I invented conditional expressions in connection with a set of chess legal move routines I wrote in FORTRAN for the IBM 704 at M.I.T. during 1957-58. This program did not use list processing. The IF statement provided in FORTRAN 1 and FORTRAN 2 was very awkward to use, and it was natural to invent a function XIF(M,N1,N2) whose value was N1 or N2 according to whether the expression M was zero or not. The function shortened many programs and made them easier to understand, but it had to be used sparingly, because all three arguments had to be evaluated before XIF was entered, since XIF was called as an ordinary FORTRAN function though written in machine language. This led to the invention of the true conditional expression which evaluates only one of N1 and N2 according to whether M is true or false and to a desire for a programming language that would allow its use.
A paper defining conditional expressions and proposing their use in Algol was sent to the Communications of the ACM but was arbitrarily demoted to a letter to the editor, because it was very short.
I spent the summer of 1958 at the IBM Information Research Department at the invitation of Nathaniel Rochester and chose differentiating algebraic expressions as a sample problem. It led to the following innovations beyond FLPL:
a. Writing recursive function definitions using conditional expressions. The idea of differentiation is obviously recursive, and conditional expressions allowed combining the cases into a single formula.

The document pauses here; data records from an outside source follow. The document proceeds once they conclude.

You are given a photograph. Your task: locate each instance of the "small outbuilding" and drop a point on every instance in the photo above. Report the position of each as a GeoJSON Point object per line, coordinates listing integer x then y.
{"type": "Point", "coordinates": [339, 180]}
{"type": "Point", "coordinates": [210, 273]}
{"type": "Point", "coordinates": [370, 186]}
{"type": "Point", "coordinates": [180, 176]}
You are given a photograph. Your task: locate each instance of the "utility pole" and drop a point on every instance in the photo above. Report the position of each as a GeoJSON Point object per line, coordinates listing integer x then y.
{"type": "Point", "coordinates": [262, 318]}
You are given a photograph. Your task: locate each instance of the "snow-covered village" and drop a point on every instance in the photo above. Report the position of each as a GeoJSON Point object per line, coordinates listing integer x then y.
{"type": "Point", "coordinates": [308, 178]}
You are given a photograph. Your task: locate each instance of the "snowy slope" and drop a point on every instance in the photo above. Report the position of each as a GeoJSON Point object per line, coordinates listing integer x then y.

b. The maplist function that forms a list of applications of a functional argument to the elements of a list. This was obviously wanted for differentiating sums of arbitrarily many terms, and with a slight modification, it could be applied to differentiating products. (The original form was what is now called mapcar).
c. To use functions as arguments, one needs a notation for functions, and it seemed natural to use the -notation of Church (1941). I didn't understand the rest of his book, so I wasn't tempted to try to implement his more general mechanism for defining functions. Church used higher order functionals instead of using conditional expressions. Conditional expressions are much more readily implemented on computers.
d. The recursive definition of differentiation made no provision for erasure of abandoned list structure. No solution was apparent at the time, but the idea of complicating the elegant definition of differentiation with explicit erasure was unattractive. Needless to say, the point of the exercise was not the differentiation program itself, several of which had already been written, but rather clarification of the operations involved in symbolic computation.
In fact, the differentiation program was not implemented that summer, because FLPL allows neither conditional expressions nor recursive use of subroutines. At this point a new language was necessary, since it was very difficult both technically and politically to tinker with Fortran, and neither conditional expressions nor recursion could be implemented with machine language Fortran functions - not even with ``functions'' that modify the code that calls them. Moreover, the IBM group seemed satisfied with FLPL as it was and did not want to make the vaguely stated but obviously drastic changes required to allow conditional expressions and recursive definition. As I recall, they argued that these were unnecessary.